Le décret présidentiel de mars s’inscrit dans une campagne de plusieurs années menée par Donald Trump contre le vote par correspondance, qu’il accuse de favoriser une fraude électorale massive. Des cas isolés de fraude ou de vote par des personnes non américaines ont bien été recensés par certains États, mais jamais à l’échelle que le président affirme.
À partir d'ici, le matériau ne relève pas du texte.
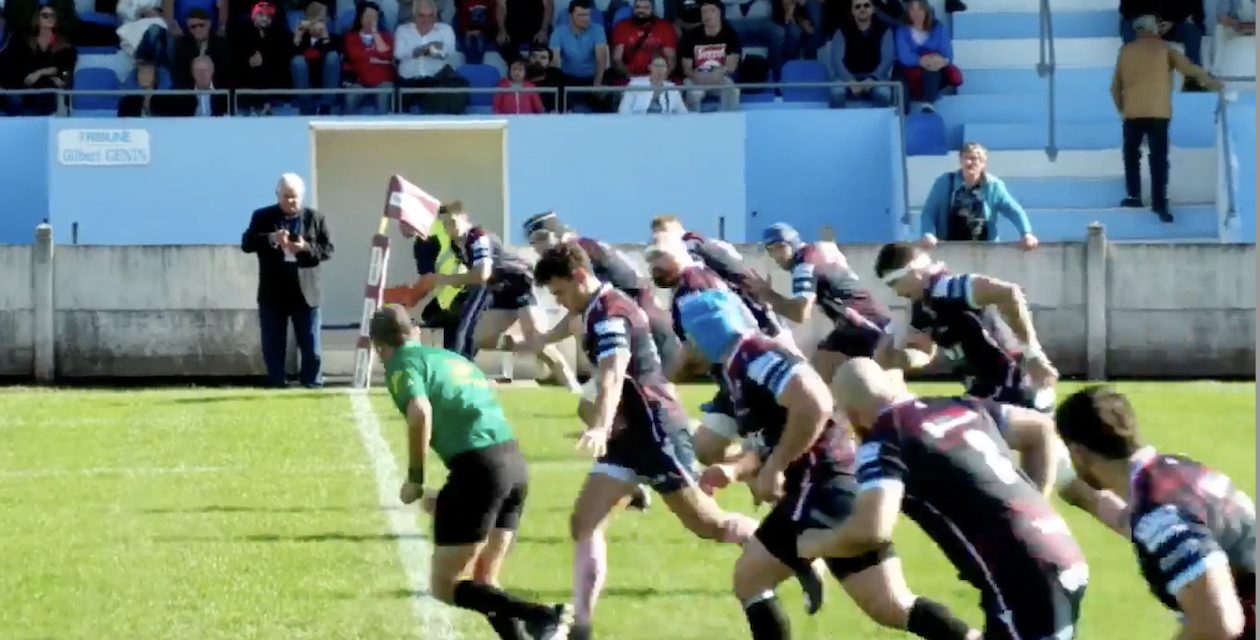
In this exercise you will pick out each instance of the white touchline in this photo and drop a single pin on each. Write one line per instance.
(413, 551)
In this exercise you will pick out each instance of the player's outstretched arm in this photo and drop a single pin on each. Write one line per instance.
(1032, 435)
(1210, 602)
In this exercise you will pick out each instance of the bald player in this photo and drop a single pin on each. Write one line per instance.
(944, 462)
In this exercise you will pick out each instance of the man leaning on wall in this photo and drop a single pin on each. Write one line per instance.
(291, 241)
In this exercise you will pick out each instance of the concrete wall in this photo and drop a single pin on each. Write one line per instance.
(1101, 309)
(202, 179)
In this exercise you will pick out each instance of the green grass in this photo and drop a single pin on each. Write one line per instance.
(237, 514)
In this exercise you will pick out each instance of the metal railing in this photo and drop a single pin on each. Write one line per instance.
(1046, 69)
(1222, 119)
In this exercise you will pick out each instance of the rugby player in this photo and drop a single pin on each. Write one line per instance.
(943, 462)
(504, 295)
(674, 267)
(803, 461)
(820, 276)
(639, 434)
(1193, 532)
(951, 311)
(450, 406)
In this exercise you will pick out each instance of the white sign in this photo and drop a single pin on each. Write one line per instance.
(102, 146)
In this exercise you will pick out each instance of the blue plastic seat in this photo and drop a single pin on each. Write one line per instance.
(96, 78)
(801, 72)
(480, 77)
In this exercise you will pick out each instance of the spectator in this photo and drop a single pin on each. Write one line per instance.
(475, 22)
(711, 56)
(145, 103)
(963, 204)
(221, 10)
(42, 61)
(369, 58)
(521, 24)
(517, 101)
(262, 59)
(195, 43)
(291, 242)
(1142, 90)
(803, 28)
(541, 72)
(640, 40)
(1237, 15)
(318, 61)
(581, 52)
(422, 51)
(754, 22)
(862, 51)
(202, 103)
(143, 32)
(1179, 20)
(925, 54)
(663, 96)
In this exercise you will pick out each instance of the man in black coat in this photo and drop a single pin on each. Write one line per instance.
(291, 241)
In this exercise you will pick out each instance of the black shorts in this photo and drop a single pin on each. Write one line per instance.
(823, 505)
(650, 449)
(484, 490)
(854, 340)
(1035, 604)
(512, 290)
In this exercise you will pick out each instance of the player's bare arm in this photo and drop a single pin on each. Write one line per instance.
(1032, 435)
(1210, 604)
(809, 407)
(420, 430)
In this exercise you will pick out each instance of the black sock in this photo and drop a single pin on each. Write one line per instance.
(931, 620)
(766, 620)
(507, 628)
(495, 602)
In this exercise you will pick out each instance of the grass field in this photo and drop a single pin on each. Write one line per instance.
(240, 514)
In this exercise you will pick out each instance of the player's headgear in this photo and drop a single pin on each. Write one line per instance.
(780, 232)
(713, 321)
(546, 221)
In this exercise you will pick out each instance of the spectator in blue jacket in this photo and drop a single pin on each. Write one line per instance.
(963, 205)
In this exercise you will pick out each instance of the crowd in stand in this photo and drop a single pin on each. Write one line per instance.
(674, 56)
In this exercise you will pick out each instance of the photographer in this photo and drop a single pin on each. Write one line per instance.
(291, 241)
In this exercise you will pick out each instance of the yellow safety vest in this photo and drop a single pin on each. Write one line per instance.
(446, 263)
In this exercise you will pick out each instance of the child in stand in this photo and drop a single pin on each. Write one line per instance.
(517, 101)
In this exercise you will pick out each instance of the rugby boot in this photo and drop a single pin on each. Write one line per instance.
(641, 499)
(810, 578)
(555, 626)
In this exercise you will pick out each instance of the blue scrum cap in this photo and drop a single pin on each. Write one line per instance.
(546, 221)
(780, 232)
(713, 321)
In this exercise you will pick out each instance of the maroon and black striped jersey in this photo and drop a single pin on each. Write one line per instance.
(836, 287)
(1187, 518)
(480, 246)
(755, 376)
(974, 339)
(615, 324)
(963, 488)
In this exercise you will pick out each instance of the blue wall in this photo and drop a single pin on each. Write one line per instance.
(1242, 136)
(609, 174)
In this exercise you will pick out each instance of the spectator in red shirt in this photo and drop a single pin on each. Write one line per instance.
(475, 24)
(635, 42)
(517, 101)
(368, 58)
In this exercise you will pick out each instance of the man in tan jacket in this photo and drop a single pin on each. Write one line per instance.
(1142, 88)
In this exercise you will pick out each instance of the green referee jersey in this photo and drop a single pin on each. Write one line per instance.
(466, 415)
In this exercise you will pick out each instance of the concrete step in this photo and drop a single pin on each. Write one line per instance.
(1191, 180)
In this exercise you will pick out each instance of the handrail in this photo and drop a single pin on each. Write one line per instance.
(1222, 98)
(1046, 69)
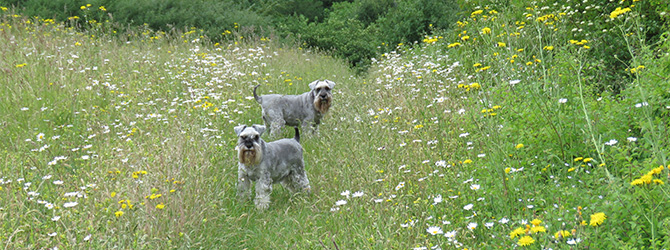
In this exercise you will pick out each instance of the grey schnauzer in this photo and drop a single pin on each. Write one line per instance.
(267, 163)
(296, 110)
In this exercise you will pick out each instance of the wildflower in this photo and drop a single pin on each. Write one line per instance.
(517, 232)
(573, 241)
(434, 230)
(611, 142)
(453, 45)
(538, 229)
(536, 222)
(619, 11)
(597, 219)
(562, 234)
(525, 241)
(70, 204)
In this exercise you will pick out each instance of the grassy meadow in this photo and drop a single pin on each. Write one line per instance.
(495, 135)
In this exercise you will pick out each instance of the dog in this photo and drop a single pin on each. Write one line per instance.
(296, 110)
(267, 163)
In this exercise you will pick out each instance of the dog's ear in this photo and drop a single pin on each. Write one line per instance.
(312, 85)
(259, 128)
(331, 84)
(239, 129)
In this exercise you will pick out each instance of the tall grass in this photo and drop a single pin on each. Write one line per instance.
(485, 137)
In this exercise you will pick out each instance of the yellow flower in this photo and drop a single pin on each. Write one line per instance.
(637, 182)
(538, 229)
(597, 219)
(562, 234)
(525, 241)
(518, 231)
(536, 222)
(618, 11)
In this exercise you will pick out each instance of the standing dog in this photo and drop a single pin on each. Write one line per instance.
(296, 110)
(268, 163)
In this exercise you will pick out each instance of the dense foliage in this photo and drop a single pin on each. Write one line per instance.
(540, 125)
Le texte charge le département de la Sécurité intérieure d’établir des listes de citoyens vérifiés comme éligibles au vote, et l’USPS de n’acheminer les bulletins qu’aux personnes y figurant.

Le recours porté devant la Cour suprême constitue la 35e demande d’intervention en urgence formulée par l’administration Trump depuis son retour au pouvoir, un rythme nettement plus soutenu que celui de ses prédécesseurs. Ses détracteurs y voient le signe d’une administration qui agit fréquemment en marge de la légalité ; le ministère de la Justice, à l’inverse, y voit la preuve que des juges outrepassent régulièrement leurs prérogatives.

Et maintenant ?

Concrètement, rien ne change dans l’immédiat pour les électeurs : l’envoi des bulletins de vote par correspondance, prévu dans les prochains jours dans plusieurs États, doit se poursuivre normalement, la seconde injonction nationale restant en vigueur. Mais la coalition d’États et d’organisations à l’origine des recours se prépare déjà à de nouvelles procédures dès que la règle définitive de l’USPS entrera formellement en application. La question de savoir combien d’éléments du décret pourront concrètement peser sur le scrutin de novembre reste, selon les mots mêmes de la Cour suprême, une affaire que seul le temps permettra de trancher.